La situazione non è peggiore del previsto. È come la si era prevista. Chi sta al governo ci ha raccontato favole, e adesso viene costretto a scendere sull’umile pagina della cronaca. La cronaca, per limitarci a un’osservazione e non annoiare, spiega che l’Italia è affossata nell’immobilismo, ha fatto ingresso nella recessione, chiude la classifica dei mediocri d’Europa. Efficacia delle misure prese: zero. Prospettive di rilancio: zero. Fiducia del Paese: zero.
Renitente ad ammettere la verità, Palazzo Chigi deve piegarvisi incalzato dagli eventi: la stima sul prodotto interno lordo 2019, fissata all’1,5 per cento nel settembre scorso, era già calata all’1 in dicembre, e ora s’attesta allo 0,2. Ma l’Ocse va oltre, nel disegnare la traiettoria negativa: meno 0,2 invece che più. Il deficit si proietta dal 2 per cento dello stesso Pil al 2,4, il debito pubblico va gonfiandosi invece del contrario: toccata la punta record di 2.354 miliardi. Investimenti, consumi e occupazione indietreggiano. Morale: si decresce invece di crescere, s’impoveriscono gl’italiani anziché migliorarne le condizioni di vita, si oscurano le vecchie e mancate promesse puntando i riflettori mediatici su manciate di nuove. Tutte irrealizzabili, perché nelle casse dello Stato non si trova il becco d’un quattrino: le hanno prosciugate provvedimenti non strategici per lavoro e produzione, primo fra tutti il reddito di cittadinanza.
Siamo a un livello così imbarazzante che il Consiglio dei ministri, approvato in fretta e furia un Def zeppo d’intenzioni e lacunoso di fatti, evita la conferenza stampa di spiegazione sulle misure adottate. A un mese e mezzo dalle europee, si preferisce congelare, rinviare, vagheggiare. L’importante è dirsene di santa ragione a scopo propagandistico, ciò in cui ogni giorno Salvini e Di Maio rivaleggiano senza risparmiarsi colpi. Peraltro aggiungendo all’imbrunire che, nonostante le divergenze, il governo è ben saldo. Sarebbe più corretto dire che è ai saldi: sta svendendo il capitale d’affidabilità conferitogli il 4 marzo 2018 da milioni d’elettori.

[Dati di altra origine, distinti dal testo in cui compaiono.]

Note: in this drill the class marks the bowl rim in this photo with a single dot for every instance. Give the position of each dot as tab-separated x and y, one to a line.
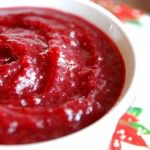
125	101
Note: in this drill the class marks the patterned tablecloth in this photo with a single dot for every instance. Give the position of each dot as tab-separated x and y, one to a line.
133	129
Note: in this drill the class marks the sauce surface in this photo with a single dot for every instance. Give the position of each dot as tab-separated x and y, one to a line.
58	74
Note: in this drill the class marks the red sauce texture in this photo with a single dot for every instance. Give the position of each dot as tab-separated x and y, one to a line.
58	74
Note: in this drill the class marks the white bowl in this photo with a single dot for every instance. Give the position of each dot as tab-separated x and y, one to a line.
98	135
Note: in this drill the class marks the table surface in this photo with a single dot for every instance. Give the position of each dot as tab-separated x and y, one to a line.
133	129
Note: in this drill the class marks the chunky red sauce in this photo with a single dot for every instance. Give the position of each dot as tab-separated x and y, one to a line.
58	74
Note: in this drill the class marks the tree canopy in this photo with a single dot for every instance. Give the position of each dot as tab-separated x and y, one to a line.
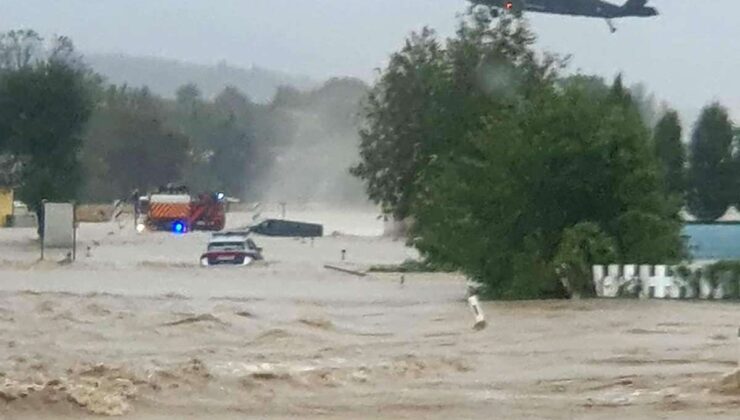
496	158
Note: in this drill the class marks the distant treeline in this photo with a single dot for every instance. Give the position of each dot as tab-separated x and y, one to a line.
65	133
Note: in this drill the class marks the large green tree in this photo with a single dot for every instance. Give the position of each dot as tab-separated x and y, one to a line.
128	145
432	95
513	171
671	152
45	102
711	182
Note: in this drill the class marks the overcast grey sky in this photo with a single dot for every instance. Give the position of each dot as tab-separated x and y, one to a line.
688	56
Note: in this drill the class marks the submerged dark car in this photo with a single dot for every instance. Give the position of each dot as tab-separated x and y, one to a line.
288	228
230	250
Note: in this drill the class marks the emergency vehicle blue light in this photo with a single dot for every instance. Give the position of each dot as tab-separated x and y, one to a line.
178	227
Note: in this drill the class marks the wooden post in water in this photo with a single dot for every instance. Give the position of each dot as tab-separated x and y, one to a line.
480	319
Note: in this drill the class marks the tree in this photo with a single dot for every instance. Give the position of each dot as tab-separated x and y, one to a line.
501	214
396	130
430	96
45	103
671	152
711	183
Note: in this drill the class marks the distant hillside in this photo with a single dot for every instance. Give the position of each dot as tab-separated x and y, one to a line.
164	76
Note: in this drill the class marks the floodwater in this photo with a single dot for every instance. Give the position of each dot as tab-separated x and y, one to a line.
136	328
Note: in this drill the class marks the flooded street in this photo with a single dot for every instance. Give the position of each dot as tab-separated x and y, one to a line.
138	329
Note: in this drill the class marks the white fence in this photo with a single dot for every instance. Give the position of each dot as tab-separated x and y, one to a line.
652	281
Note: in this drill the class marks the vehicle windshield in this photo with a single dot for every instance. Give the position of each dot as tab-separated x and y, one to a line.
227	246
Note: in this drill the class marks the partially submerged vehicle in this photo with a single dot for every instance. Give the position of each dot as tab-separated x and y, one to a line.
231	248
288	228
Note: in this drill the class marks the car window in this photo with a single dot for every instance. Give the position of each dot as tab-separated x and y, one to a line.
226	246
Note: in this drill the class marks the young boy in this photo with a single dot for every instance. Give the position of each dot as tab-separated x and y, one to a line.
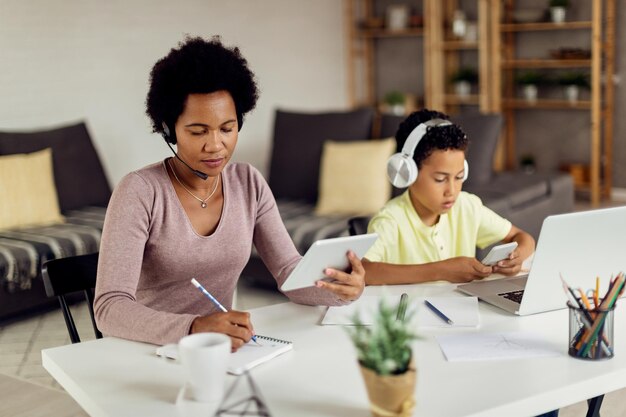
430	232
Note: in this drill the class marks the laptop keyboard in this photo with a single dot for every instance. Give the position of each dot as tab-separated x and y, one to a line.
515	296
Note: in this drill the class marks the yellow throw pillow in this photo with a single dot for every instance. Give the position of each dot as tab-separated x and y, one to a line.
28	195
353	176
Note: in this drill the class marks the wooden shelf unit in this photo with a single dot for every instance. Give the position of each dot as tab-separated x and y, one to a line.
518	103
362	45
384	33
601	64
521	27
442	57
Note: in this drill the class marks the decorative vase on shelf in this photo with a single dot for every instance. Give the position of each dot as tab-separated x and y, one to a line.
530	92
557	10
459	24
395	103
557	14
462	88
571	93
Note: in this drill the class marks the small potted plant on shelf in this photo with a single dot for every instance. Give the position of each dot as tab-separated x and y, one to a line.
557	10
463	80
386	360
395	102
529	81
572	82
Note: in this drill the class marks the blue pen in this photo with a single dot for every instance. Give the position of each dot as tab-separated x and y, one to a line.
210	296
437	312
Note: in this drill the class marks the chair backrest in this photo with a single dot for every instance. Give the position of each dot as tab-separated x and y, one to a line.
69	275
358	225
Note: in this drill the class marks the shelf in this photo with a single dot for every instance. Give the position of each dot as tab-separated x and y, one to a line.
546	63
458	100
529	27
547	104
384	33
454	45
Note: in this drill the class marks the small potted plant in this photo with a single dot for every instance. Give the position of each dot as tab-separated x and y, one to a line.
386	360
394	101
529	81
572	82
463	80
557	10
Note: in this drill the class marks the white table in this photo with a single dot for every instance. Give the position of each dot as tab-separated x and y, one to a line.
320	377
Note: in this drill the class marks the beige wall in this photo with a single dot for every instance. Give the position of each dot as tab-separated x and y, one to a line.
65	60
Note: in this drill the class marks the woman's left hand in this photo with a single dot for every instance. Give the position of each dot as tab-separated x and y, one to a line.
346	286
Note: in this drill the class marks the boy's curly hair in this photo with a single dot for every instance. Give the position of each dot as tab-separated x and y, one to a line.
198	66
438	138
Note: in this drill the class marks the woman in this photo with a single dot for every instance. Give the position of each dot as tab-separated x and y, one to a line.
196	215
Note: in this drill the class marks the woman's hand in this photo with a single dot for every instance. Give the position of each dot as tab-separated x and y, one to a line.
235	324
346	286
510	266
465	269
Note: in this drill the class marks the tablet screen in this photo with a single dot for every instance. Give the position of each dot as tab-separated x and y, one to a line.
326	253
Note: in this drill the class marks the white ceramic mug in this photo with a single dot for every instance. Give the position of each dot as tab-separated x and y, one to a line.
204	356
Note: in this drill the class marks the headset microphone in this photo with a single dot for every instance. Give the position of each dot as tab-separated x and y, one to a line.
166	137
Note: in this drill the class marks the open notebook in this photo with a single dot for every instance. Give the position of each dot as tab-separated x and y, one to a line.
246	357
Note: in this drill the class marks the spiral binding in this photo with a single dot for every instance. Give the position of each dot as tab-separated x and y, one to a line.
273	339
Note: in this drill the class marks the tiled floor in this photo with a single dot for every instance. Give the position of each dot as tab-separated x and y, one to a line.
21	343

Che succederà dopo il voto per Strasburgo? Repetita iuvant. La strana coppia scoppierà, con questi possibili scenari. 1) Camere sciolte e nuovo voto, con esito nient’affatto certo, e probabile, successivo caos. 2) Salvini rompe con Di Maio, riaggancia Berlusconi/Meloni, convince un gruppo di transfughi dei Cinquestelle a fare un nuovo esecutivo, proseguendo la legislatura. 3) Il successore d’un Di Maio perdente rompe con Salvini e apre il dialogo dell’M5S col Pd in recupero. Poi viene cercato in Parlamento il manipolo di “responsabili” (gente non intenzionata a mollare scranno e prebende) indispensabile a mettere insieme un governo d’emergenza, supportato da tecnici. 4)La situazione economica è così drammatica che nessuno se la sente di metterci la faccia per rimediare al possibile default dello Stato, tocca quindi al presidente della Repubblica metterci la sua, chiamando a salvare l’Italia chi ha titoli per farlo. Mattarella come Napolitano nel 2011 e chissà chi (Draghi, forse) come Monti.
A questo ci hanno ridotto presunzione, dilettantismo, boria, incapacità. Slogan vuoti di cui ormai un sempre maggior numero di cittadini ha le tasche piene. L’anno bellissimo annunciato dal premier Conte è nato sotto brutti presagi, purtroppo degni d’ogni considerazione. Essi sì. La pacchia è finita.